Faeritayl frowned and then grabbed him by the back of his prince outfit, "Real original. Didn't that genie teach you anything about clever quips?"
"Where are you taking me?" Aladdin demanded, struggling as he was dragged towards a door.
"Now why would I tell you that?" he smirked, "Unlike all the other boneheads I worked with, I'm not the type to blurt out my whole brilliant plan to my victims. As far as I'm concerned, there isn't a better motivational speech."
Faeritayl opened the door and Aladdin cried out as he was tossed inside just like the others. The evil sorcerer slamemd it shut and then turned to place his hands on his lower back and stretch. It popped in several places and he gave a heavy sigh of satisfaction. Being an evil villian could be such a chore sometimes.
He left the room and tromped up the stone steps past all the other rooms and to the topmost one. Only then did he start pacing.
Now what? His plan had been absolutely, positively brilliant up until bringing them to the castle. That hadn't taken as long as he thought so...now what?

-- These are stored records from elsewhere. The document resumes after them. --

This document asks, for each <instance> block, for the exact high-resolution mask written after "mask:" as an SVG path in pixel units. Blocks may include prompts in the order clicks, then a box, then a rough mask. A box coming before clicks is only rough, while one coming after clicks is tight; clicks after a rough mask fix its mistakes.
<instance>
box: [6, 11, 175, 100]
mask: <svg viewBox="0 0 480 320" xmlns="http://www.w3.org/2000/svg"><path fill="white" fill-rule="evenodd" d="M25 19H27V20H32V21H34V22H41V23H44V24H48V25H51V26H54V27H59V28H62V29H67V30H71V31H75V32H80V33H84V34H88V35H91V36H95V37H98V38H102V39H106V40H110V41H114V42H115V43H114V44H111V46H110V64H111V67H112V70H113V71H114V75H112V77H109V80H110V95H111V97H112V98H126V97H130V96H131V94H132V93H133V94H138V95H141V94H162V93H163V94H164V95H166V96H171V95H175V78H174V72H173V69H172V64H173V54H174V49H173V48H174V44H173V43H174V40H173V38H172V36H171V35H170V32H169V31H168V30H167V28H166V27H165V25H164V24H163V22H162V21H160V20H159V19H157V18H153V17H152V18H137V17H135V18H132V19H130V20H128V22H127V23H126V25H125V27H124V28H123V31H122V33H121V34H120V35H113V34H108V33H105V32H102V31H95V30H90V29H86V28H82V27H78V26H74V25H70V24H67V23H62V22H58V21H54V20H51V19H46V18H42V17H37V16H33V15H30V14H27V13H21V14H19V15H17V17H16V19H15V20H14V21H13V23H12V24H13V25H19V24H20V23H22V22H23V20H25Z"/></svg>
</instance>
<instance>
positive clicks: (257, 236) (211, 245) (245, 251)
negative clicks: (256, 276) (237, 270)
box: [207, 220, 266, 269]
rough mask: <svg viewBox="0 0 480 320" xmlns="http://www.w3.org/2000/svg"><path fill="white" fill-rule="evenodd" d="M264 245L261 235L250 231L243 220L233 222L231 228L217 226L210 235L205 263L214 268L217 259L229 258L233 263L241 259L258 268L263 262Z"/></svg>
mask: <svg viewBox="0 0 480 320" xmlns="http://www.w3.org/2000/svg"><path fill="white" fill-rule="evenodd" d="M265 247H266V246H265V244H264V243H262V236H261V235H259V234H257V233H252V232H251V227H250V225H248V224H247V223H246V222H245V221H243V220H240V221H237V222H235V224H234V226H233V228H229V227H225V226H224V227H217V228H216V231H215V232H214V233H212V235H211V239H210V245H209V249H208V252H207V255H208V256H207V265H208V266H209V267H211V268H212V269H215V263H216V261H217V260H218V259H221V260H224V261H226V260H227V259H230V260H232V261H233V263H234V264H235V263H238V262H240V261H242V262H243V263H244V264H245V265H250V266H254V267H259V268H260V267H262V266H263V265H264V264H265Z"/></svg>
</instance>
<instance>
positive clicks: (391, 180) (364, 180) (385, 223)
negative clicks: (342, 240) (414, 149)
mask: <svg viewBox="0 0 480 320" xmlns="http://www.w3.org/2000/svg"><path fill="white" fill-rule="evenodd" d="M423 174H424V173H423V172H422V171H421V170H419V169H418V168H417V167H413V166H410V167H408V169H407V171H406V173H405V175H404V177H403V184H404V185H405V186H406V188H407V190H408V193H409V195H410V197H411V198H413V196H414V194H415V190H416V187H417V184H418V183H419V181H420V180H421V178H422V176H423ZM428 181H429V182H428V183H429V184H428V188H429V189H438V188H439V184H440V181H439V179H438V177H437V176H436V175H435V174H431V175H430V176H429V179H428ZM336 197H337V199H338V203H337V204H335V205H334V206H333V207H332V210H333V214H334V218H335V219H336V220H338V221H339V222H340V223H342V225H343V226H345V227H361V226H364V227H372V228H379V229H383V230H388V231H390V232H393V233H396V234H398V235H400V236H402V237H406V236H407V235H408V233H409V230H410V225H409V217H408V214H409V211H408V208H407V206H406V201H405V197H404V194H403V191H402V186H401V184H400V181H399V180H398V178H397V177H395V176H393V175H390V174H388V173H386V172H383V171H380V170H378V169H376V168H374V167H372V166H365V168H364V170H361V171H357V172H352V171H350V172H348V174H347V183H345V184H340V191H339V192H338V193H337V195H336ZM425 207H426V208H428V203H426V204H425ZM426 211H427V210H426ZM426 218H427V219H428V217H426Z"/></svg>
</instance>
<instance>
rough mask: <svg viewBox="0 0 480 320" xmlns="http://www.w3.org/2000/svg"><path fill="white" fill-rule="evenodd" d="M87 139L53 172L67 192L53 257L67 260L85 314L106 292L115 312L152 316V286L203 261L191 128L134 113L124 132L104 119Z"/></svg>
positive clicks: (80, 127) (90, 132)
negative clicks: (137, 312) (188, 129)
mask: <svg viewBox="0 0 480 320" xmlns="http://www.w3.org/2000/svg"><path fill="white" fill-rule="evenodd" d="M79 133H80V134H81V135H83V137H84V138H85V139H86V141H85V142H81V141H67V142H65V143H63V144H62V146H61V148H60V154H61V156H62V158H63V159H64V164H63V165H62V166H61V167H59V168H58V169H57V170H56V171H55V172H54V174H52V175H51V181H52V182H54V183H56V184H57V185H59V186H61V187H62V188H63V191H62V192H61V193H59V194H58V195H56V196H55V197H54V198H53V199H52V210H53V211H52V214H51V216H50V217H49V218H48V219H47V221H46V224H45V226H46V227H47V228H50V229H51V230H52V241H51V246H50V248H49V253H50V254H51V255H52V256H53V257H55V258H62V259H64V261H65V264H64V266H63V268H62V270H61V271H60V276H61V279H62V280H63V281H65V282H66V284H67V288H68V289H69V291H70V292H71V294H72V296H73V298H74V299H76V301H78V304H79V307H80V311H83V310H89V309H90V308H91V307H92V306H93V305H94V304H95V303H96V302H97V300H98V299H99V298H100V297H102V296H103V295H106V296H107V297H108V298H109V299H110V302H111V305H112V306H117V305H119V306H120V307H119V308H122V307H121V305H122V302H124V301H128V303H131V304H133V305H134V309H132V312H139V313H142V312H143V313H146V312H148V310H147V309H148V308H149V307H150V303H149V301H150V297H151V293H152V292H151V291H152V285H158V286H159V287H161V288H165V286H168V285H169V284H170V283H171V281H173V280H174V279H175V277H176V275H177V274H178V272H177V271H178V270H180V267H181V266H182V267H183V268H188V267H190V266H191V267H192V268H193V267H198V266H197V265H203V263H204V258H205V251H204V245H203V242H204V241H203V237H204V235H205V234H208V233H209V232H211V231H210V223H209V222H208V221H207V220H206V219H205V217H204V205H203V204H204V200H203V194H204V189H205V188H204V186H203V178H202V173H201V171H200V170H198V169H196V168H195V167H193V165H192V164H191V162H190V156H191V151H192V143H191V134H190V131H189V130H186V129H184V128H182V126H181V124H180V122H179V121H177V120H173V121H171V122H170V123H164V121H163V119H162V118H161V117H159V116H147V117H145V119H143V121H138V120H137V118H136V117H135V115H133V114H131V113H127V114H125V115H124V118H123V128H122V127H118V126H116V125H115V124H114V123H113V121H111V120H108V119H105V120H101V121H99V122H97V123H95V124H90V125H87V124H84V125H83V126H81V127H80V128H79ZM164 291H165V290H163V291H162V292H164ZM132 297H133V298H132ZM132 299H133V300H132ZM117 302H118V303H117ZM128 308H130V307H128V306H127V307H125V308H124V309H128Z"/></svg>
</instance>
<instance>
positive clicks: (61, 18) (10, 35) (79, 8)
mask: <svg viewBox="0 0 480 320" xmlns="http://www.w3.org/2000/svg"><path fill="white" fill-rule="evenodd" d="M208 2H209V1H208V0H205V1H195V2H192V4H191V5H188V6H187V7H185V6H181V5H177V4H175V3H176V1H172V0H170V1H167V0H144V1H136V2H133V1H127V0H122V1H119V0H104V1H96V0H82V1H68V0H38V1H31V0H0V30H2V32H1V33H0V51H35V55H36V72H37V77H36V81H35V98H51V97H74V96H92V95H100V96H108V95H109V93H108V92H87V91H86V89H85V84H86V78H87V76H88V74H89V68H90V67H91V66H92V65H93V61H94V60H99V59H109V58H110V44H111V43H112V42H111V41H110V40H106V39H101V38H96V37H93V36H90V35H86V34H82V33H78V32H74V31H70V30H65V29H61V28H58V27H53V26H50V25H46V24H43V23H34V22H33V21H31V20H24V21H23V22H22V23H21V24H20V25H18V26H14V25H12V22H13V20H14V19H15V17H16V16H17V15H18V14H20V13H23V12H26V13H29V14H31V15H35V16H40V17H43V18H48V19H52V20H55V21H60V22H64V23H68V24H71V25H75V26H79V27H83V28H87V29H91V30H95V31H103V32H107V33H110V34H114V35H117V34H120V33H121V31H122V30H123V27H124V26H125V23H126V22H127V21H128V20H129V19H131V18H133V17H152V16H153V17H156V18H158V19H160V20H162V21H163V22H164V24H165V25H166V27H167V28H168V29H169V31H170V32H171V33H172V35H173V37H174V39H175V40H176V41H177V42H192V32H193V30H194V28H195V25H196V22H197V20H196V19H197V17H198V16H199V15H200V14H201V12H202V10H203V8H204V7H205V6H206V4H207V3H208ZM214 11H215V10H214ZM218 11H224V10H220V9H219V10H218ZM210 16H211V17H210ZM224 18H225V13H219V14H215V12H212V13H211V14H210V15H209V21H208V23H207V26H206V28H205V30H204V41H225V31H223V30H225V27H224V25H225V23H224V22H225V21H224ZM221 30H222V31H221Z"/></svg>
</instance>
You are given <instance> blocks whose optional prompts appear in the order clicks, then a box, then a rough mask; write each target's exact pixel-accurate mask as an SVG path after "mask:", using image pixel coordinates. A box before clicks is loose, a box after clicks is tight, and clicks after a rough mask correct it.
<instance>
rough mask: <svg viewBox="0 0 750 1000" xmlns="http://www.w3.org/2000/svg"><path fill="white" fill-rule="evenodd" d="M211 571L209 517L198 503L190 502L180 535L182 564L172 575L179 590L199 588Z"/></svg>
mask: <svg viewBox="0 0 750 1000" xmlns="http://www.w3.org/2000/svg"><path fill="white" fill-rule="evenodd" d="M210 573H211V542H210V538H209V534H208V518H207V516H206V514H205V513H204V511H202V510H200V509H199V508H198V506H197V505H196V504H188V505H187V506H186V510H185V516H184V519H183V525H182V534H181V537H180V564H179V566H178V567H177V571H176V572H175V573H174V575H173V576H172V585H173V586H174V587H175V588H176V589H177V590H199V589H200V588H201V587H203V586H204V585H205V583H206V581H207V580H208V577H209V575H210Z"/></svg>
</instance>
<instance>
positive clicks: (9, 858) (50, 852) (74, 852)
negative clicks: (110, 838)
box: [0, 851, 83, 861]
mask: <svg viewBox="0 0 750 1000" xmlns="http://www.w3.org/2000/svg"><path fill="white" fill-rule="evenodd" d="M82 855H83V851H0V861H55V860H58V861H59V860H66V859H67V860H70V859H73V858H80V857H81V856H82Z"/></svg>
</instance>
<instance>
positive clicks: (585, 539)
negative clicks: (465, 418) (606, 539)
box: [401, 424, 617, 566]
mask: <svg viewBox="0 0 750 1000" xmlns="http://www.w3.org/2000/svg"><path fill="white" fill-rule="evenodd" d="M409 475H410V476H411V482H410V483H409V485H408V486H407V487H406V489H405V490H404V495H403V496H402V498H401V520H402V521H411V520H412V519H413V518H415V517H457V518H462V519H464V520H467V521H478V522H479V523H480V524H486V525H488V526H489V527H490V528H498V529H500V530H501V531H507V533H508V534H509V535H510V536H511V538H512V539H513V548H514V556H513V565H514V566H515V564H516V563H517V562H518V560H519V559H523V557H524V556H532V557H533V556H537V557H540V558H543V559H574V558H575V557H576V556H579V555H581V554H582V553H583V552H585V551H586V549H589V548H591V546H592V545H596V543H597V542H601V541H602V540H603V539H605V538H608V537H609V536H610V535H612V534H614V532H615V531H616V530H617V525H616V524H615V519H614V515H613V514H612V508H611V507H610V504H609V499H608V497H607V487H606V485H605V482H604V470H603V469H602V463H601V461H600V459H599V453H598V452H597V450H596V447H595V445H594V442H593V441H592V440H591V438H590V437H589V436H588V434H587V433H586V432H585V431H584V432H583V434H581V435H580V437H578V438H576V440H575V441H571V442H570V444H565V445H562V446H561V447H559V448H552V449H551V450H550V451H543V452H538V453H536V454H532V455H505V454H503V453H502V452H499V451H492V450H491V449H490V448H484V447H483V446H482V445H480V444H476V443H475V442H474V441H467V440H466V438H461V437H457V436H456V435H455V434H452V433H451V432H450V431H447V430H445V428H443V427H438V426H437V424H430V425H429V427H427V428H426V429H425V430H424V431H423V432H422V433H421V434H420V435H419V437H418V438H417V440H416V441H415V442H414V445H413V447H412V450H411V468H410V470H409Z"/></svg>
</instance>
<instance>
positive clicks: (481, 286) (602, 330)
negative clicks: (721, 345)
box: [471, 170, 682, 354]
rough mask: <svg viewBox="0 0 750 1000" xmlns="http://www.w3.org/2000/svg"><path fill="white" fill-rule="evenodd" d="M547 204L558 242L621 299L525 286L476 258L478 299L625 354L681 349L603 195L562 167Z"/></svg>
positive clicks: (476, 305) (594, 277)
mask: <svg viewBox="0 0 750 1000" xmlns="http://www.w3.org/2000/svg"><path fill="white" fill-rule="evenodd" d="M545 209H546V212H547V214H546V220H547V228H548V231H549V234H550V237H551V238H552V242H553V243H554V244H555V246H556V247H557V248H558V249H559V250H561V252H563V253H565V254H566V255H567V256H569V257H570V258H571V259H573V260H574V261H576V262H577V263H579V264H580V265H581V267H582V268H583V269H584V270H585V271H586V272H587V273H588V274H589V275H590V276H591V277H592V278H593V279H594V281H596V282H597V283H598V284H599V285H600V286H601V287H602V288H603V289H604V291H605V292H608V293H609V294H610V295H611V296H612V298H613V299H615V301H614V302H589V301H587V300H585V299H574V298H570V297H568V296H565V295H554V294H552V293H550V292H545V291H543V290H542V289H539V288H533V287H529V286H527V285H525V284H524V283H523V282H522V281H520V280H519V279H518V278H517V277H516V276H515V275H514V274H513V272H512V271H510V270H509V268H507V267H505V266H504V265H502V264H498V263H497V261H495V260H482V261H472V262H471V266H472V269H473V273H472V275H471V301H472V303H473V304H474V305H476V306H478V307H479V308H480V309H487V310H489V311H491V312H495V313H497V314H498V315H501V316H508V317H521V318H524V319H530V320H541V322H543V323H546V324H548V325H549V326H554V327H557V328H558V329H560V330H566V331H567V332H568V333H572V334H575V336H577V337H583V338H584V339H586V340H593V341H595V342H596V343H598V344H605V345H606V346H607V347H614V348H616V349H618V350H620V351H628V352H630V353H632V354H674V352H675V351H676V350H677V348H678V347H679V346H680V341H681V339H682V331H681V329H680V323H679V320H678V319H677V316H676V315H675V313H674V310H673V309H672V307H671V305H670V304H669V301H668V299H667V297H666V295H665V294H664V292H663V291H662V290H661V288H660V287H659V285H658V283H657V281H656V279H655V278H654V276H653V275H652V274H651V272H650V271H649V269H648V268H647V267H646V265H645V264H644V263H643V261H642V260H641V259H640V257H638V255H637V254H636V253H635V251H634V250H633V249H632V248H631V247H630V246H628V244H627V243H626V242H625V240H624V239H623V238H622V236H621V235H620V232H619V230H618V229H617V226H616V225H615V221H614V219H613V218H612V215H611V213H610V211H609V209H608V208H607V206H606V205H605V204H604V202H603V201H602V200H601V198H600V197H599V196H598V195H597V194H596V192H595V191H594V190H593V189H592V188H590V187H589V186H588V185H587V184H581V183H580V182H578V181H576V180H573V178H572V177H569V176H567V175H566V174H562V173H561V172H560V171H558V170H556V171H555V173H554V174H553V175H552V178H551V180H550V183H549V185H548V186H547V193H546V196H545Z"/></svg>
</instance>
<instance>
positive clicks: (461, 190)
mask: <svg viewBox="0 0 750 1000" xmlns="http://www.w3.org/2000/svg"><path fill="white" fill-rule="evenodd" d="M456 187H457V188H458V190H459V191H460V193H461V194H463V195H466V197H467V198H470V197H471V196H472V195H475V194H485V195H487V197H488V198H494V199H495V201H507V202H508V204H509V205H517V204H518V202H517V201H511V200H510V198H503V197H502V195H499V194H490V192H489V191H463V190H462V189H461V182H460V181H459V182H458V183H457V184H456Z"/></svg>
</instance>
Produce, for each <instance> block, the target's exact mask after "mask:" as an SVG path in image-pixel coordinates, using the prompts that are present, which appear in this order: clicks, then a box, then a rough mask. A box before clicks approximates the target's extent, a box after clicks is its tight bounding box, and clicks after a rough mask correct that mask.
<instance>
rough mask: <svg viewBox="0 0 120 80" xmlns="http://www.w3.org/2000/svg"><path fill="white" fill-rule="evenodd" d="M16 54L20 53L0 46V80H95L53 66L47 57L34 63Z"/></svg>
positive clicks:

The rambunctious outburst of jeers and squabblings from below brought his train of thought to a devastating crash. Gah! One couldn't even hear themselves think around this place. Stomping towards the other door he yanked it open and hollared with all the authority he could muster down the staircase, "BE QUIET YOU FOOLS!!"
The minions immediatly stopped their violent arguments and went back to simply eating their grub. With a sneer, Faeritayl slammed the door shut to illustrate his point and resumed his pacing.
He needed some more efficient workers. Sure those...whatever-they-were were loyal little fellows, more than willing to do anything you asked them so long as you scared the wrinkles out of their snouts beforehand. No wonder Maleficent had asked permission to use them. Permission which he'd granted. She was, afterall, 'The Mistress of All Evil'--you'd think she'd get somewhere
he almost wished they were a little rebellious. At least then they'd use their own brains instead of clinging to the nerve-ends of his. But Ursula's eels were destroyed (plus they had given him a heavy dosage of the heebie-jeebies), Jafar's lamp was lost somewhere in his closet which he was too lazy to go clean out, the mirror held to no specific loyalty, Rapunzel's old hair now smelled of noxious gas, and he didn't have any evil stepsisters or hunky hotheads on his side anymore. All he had was a lousy dungeon full of straping young, homesick boys...
Wait! That was it!
Faeritayl broke from his pacing and hurried towards his dusty shelves of books. Fingering them until he came to one about brainwashing, he tore it open and searched its pages hungrily.
At this pace he had a while before the princessess came to the feeble rescue so until then, he'd turn these pretty boys' skills on his side; make them pay for the damage they caused him like peasant boys who had trampled a pumpking patch.